1.60We began this chapter by describing the universal human needs that determine the way we approach death: the need to respond to the biological reality of bodily decomposition and the need to mourn the dead. Our laws and customs are intended to facilitate both these needs, and are informed by the overriding principle that human dignity requires that the bodies of the recently deceased are treated with respect and the bereaved are free to mourn in the manner they deem appropriate.
1.61However, as is evident from this introduction, alongside these core principles the law must attempt to accommodate an unusually wide range of public and private interests. Often there will be tension between these different interests. For example, as individuals we may have a strong personal interest in fewer legal restrictions over how and where our bodies are buried, but as citizens we also have an interest in ensuring burials do not take place in an uncontrolled and haphazard manner. Similarly, as individuals we may feel we have a strong interest in being able to direct what happens to our bodies after death, but as members of bereaved families we may see merit in a more nuanced and collective approach to such decision making. Finally, as a nation we may have strong interest in ensuring our historic cemeteries and memorials are preserved in perpetuity, but this is only one of the many competing interests our elected local body representatives must juggle when allocating ratepayer funds.
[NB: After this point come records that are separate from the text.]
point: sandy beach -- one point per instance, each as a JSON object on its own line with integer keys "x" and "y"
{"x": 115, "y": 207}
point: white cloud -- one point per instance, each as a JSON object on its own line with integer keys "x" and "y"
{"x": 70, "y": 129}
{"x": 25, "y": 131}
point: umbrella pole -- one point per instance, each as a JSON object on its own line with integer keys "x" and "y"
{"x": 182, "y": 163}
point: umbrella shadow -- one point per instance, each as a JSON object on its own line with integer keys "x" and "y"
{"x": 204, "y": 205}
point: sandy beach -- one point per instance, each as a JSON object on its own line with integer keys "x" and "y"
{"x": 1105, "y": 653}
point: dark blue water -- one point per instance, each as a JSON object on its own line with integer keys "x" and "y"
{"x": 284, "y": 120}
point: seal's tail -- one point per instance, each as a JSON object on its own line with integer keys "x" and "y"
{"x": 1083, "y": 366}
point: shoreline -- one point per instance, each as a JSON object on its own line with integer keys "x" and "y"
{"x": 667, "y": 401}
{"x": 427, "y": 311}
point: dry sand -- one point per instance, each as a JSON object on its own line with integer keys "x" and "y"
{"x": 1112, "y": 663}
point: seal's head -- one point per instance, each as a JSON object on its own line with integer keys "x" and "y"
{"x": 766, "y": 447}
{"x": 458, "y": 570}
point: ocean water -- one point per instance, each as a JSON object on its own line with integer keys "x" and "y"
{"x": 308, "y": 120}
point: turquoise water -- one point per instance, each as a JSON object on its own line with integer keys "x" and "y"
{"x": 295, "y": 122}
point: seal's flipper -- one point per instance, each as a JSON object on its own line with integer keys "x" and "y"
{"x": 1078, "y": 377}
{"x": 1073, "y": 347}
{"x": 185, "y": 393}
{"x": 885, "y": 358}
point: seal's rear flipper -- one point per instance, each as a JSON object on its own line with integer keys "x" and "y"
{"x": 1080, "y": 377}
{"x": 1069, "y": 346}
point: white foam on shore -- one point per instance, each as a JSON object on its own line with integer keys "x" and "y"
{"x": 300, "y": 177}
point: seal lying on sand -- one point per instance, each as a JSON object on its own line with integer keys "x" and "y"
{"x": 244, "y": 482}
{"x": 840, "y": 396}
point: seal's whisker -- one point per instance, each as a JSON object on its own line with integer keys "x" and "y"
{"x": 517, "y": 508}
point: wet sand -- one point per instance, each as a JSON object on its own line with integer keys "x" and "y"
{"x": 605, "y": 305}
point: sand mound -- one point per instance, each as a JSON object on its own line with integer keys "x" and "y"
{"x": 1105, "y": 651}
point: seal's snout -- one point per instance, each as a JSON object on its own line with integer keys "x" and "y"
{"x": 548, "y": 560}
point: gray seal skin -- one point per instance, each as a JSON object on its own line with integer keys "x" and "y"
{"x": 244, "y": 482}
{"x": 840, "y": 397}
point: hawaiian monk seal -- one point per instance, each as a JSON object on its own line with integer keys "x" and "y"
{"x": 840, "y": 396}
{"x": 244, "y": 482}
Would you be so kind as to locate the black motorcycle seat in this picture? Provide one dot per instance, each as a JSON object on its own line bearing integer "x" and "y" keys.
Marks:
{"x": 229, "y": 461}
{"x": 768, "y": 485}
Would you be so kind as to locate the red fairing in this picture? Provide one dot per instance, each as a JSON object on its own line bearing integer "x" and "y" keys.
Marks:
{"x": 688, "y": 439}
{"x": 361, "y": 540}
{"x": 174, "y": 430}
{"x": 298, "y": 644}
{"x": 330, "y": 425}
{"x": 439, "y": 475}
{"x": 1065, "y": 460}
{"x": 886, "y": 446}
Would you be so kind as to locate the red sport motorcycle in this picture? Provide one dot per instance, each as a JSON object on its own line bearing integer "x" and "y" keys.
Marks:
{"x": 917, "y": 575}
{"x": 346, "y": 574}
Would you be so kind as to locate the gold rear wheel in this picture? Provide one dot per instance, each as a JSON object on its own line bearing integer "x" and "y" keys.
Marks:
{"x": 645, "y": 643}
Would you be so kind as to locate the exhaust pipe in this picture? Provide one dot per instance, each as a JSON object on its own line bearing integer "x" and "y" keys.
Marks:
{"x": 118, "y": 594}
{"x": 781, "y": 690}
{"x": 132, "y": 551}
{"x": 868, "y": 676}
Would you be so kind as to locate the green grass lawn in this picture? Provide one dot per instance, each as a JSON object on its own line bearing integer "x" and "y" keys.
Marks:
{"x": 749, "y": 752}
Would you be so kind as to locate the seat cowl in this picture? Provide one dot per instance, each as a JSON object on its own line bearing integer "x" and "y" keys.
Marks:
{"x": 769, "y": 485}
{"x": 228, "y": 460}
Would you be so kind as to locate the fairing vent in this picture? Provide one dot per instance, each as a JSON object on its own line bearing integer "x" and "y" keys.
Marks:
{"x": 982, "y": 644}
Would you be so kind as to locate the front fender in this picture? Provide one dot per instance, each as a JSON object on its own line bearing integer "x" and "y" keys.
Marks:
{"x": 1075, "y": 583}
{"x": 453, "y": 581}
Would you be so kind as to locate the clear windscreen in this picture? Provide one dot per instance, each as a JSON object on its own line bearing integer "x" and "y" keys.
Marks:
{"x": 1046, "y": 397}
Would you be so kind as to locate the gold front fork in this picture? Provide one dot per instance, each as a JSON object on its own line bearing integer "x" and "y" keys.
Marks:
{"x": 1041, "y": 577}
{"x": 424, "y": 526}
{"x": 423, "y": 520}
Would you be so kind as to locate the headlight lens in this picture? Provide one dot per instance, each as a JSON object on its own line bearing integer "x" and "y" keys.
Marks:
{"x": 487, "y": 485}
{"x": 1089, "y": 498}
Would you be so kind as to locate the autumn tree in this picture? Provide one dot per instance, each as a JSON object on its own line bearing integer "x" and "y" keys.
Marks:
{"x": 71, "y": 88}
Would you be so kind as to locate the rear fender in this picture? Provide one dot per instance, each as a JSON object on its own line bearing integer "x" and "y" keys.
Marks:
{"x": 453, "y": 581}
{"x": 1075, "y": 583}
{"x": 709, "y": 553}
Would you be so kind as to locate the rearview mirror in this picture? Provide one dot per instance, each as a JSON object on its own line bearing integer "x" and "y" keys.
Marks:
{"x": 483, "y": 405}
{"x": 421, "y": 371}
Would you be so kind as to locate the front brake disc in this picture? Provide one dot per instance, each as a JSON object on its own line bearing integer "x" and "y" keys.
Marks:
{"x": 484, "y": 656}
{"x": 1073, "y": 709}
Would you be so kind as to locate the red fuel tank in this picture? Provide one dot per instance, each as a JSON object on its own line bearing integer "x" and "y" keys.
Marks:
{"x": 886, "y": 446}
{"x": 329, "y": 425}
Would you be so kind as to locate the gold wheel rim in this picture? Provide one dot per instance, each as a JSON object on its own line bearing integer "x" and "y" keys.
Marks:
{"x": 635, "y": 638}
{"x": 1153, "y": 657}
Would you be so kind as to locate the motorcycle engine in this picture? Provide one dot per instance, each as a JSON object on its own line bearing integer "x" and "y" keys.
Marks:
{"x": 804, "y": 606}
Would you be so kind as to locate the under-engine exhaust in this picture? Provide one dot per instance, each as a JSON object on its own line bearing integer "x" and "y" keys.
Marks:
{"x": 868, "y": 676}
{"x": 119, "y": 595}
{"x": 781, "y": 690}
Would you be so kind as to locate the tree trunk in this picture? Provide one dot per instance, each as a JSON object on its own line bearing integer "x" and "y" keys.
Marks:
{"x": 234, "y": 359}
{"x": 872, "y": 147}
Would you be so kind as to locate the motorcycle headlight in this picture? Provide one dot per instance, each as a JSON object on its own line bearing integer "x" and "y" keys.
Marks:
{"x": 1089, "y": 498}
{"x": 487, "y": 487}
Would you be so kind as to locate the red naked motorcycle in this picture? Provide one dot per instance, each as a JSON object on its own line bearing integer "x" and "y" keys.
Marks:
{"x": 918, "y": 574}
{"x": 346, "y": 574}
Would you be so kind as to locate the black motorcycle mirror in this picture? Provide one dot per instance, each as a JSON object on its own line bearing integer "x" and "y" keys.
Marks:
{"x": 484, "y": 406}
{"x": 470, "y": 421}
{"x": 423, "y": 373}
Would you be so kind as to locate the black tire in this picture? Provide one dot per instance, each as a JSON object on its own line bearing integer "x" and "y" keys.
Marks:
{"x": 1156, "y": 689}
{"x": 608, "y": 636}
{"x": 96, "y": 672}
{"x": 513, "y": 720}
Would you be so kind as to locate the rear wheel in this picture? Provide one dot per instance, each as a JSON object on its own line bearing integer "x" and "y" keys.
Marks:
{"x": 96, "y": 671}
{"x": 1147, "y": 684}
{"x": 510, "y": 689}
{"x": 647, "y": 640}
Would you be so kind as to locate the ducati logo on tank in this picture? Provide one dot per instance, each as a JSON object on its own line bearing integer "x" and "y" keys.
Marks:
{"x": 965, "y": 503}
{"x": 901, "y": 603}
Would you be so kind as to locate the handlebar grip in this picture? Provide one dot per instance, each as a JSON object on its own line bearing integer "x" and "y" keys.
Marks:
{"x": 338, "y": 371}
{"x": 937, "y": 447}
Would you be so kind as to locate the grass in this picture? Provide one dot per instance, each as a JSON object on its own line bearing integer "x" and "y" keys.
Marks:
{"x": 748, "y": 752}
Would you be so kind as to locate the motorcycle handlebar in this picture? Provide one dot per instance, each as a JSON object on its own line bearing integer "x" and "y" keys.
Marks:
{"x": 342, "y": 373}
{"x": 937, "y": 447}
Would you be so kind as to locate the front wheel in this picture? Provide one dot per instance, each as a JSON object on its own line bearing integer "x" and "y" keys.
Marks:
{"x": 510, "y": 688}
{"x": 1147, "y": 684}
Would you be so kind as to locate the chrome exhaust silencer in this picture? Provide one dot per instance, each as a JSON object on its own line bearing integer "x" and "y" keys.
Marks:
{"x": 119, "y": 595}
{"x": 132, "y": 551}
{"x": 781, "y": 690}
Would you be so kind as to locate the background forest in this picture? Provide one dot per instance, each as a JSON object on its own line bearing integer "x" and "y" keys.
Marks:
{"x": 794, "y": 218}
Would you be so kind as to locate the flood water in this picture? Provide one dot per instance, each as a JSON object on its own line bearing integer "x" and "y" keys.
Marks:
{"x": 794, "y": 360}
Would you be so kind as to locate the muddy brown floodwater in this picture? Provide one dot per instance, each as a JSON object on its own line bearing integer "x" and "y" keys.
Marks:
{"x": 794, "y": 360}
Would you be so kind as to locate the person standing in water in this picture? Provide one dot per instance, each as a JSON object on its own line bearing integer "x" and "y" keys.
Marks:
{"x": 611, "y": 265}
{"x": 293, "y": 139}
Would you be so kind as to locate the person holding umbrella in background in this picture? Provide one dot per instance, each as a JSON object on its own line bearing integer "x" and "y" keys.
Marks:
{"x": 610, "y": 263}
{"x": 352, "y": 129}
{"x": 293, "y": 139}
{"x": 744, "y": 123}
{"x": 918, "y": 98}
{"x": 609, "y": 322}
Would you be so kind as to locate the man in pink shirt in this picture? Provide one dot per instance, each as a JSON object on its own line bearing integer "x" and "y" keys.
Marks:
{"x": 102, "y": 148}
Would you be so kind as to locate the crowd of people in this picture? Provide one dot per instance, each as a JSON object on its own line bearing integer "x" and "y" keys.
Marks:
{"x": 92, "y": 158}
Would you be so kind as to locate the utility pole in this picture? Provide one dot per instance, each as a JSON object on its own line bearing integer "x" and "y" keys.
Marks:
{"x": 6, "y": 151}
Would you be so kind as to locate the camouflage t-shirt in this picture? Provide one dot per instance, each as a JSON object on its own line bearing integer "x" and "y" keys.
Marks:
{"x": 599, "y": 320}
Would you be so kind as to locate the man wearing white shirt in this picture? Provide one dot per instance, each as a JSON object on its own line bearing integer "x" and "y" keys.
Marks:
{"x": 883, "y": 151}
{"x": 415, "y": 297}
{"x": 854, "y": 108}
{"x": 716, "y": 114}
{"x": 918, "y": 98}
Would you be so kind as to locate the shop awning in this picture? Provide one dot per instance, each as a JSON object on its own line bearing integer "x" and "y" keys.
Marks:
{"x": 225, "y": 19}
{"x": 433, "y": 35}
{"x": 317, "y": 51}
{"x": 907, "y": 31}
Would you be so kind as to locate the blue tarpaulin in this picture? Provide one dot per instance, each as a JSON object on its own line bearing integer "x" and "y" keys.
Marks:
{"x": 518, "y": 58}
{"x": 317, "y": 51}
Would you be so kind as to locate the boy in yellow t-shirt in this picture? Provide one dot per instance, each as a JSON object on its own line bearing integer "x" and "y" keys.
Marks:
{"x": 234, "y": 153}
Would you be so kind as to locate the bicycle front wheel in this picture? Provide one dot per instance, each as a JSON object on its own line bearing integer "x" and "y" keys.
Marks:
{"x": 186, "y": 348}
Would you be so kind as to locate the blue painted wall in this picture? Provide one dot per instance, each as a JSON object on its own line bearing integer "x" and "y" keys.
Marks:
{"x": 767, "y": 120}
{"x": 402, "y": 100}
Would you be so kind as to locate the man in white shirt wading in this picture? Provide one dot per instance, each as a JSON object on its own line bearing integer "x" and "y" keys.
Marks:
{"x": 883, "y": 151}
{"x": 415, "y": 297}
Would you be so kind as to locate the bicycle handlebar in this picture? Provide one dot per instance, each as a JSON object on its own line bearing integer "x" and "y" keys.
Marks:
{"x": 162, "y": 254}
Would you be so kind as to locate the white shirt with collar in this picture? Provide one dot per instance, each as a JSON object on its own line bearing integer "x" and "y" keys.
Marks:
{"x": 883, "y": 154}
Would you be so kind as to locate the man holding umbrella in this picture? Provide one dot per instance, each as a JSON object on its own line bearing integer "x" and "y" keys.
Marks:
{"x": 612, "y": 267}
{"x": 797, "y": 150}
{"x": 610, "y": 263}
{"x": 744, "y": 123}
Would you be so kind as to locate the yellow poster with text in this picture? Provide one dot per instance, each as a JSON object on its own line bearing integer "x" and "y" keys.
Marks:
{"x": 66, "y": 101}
1.62Whether there is a case for reform of our burial and cremation laws – and if so, what shape those reforms should take – will in large part be determined by the input of New Zealanders who take the opportunity presented by this review to express their views on the values and principles they think should inform this area of law.
1.63However, law reform does not take place in a vacuum. In the next chapter we describe the important ways in which our society has changed since our burial law was last reviewed and the relevance of our ethnic diversity for any proposed reforms.